This property determines the language for OCR.
Each language has a unique set of characters and words. The set
of characters and words is used to train Tesseract in the types of
content that it might find. So if Tesseract is looking at documents
with an English training it will be expecting to see different
content than if it was looking at it from a German perspective.
The language property is a character code that directly relates
to training files in the tessdata folder. For example if the
language is "eng" then Tesseract will be looking for files such as
"eng.traineddata" in the tessdata folder. The language codes are
generally taken from the ISO 639 standard. For
example:
- eng - English
- chi_sim - Simplified Chinese (Mainland China)

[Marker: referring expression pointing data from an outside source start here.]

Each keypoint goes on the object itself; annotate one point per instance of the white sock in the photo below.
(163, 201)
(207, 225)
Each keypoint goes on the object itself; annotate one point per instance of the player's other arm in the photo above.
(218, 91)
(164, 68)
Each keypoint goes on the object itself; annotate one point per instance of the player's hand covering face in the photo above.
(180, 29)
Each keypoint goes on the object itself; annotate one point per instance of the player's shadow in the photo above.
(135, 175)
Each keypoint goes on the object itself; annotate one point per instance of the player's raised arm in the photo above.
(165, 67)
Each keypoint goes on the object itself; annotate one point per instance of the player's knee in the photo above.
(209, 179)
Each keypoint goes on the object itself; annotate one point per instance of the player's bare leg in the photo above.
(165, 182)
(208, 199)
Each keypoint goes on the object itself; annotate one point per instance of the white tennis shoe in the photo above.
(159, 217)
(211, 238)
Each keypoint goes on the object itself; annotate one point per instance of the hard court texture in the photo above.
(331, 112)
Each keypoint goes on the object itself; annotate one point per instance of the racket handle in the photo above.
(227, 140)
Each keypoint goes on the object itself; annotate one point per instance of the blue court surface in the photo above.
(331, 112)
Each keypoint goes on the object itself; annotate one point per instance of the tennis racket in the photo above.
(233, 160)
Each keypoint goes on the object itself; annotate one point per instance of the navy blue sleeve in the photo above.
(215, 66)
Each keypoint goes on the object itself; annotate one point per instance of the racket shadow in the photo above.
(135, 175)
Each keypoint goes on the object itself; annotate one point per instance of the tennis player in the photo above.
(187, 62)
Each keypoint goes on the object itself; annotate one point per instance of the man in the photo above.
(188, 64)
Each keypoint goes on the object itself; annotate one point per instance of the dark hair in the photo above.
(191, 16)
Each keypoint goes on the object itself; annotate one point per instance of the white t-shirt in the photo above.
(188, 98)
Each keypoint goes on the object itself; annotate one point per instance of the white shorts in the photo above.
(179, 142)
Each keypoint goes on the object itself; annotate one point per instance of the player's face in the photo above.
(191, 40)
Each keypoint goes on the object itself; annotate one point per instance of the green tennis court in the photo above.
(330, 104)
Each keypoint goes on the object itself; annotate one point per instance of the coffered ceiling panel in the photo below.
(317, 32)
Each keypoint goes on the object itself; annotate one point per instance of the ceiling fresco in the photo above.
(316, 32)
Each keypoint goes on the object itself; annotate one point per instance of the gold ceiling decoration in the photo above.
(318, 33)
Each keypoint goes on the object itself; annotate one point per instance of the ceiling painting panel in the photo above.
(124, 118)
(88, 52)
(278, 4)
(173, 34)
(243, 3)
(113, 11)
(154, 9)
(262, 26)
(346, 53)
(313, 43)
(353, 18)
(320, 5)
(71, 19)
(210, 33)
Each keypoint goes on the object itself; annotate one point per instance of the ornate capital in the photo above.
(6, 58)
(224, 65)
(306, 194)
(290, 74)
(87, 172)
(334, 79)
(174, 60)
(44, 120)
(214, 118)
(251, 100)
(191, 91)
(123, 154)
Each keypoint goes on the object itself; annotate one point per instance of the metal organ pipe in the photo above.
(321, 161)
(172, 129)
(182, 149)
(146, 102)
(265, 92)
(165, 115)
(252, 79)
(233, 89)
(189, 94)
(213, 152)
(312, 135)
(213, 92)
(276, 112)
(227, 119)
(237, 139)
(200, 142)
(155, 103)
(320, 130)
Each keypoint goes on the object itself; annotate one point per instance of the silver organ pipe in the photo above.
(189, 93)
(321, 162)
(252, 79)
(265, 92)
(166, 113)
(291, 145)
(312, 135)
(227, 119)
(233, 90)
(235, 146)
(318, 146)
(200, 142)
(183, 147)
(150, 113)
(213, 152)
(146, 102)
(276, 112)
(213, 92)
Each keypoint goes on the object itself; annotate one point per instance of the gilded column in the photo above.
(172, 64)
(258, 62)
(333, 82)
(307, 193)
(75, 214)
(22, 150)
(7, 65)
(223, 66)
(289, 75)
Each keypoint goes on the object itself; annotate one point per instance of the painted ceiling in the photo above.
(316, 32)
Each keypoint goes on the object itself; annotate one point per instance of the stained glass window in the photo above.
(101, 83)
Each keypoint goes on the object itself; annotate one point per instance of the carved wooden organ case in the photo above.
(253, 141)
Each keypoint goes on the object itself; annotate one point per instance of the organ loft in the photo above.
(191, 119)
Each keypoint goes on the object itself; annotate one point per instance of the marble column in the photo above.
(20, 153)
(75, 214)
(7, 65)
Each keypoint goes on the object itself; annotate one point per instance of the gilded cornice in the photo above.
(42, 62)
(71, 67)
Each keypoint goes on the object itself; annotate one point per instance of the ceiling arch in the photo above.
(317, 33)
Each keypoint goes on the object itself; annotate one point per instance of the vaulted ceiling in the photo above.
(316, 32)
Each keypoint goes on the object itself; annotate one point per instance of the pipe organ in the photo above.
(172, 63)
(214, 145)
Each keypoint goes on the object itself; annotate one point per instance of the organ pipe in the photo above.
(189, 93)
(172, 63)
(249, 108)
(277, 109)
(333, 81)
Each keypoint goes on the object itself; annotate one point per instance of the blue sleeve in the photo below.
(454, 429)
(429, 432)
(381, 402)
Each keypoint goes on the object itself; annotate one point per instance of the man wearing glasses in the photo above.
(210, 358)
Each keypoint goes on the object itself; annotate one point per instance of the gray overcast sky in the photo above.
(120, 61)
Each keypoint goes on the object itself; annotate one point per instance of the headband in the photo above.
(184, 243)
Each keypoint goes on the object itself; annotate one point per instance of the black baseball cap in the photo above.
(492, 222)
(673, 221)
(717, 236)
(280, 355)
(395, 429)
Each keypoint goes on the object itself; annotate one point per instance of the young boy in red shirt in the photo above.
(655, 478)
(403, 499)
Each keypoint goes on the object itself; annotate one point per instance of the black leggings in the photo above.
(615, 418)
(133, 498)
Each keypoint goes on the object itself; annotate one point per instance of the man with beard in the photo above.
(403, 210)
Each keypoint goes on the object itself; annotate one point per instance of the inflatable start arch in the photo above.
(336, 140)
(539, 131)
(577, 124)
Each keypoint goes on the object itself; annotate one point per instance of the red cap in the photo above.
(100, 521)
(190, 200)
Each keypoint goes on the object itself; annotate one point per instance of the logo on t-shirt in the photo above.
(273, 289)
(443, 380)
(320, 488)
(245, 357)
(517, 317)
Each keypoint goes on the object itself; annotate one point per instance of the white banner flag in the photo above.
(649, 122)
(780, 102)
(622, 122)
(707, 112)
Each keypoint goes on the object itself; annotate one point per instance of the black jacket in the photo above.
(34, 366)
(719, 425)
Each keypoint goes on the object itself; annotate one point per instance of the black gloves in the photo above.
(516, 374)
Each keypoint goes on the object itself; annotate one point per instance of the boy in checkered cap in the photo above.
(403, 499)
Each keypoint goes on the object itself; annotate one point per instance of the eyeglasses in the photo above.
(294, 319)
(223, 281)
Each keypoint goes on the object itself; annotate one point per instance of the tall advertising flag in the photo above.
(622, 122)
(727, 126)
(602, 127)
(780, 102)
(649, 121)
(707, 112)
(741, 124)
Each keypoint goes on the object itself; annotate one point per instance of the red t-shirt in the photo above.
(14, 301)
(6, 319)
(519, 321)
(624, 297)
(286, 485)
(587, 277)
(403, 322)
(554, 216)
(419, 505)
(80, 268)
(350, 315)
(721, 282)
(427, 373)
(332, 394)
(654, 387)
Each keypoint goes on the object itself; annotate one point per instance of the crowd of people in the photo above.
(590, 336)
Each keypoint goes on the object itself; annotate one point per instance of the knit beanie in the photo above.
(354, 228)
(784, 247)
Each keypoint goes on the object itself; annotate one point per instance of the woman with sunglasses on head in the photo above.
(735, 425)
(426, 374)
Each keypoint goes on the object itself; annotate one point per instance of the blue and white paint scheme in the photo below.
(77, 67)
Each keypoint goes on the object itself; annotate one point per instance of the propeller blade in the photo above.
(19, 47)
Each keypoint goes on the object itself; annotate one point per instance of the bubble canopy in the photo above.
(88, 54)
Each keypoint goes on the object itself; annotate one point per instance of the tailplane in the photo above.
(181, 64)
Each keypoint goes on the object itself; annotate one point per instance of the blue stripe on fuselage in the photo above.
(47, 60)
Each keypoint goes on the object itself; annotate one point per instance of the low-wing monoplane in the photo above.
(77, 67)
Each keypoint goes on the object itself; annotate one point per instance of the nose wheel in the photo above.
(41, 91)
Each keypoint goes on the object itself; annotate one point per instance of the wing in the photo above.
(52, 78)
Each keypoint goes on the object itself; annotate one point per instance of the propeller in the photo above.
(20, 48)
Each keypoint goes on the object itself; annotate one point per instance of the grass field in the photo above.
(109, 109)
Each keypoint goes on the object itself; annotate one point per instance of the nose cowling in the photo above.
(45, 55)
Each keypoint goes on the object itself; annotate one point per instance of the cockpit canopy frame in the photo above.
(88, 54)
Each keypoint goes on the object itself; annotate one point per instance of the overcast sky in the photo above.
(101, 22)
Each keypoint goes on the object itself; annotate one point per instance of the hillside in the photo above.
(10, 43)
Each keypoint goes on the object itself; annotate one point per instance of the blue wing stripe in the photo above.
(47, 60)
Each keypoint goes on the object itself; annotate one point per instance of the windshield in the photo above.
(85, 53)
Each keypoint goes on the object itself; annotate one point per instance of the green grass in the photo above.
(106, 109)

- chi_tra - Traditional Chinese (Hong Kong and Taiwan)
- deu - German
- fra - French
- heb - Hebrew
- ita - Italian
- jpn - Japanese
- kor - Korean
- pol - Polish
- por - Portuguese
- rus - Russian
- spa - Spanish
- tha - Thai
ABCocr ships with setups for many languages - see the tessdata
folder for details. However to save space we do not include the
Chinese, Japanese, Korean, Thai, Vietnamese, Arabic and Hindi
trained data. If you need these files you can download them from
the Tesseract web site.
If you wish you can create your own training files for your own
languages and text. See the Tesseract web site for details of how
to do this.
|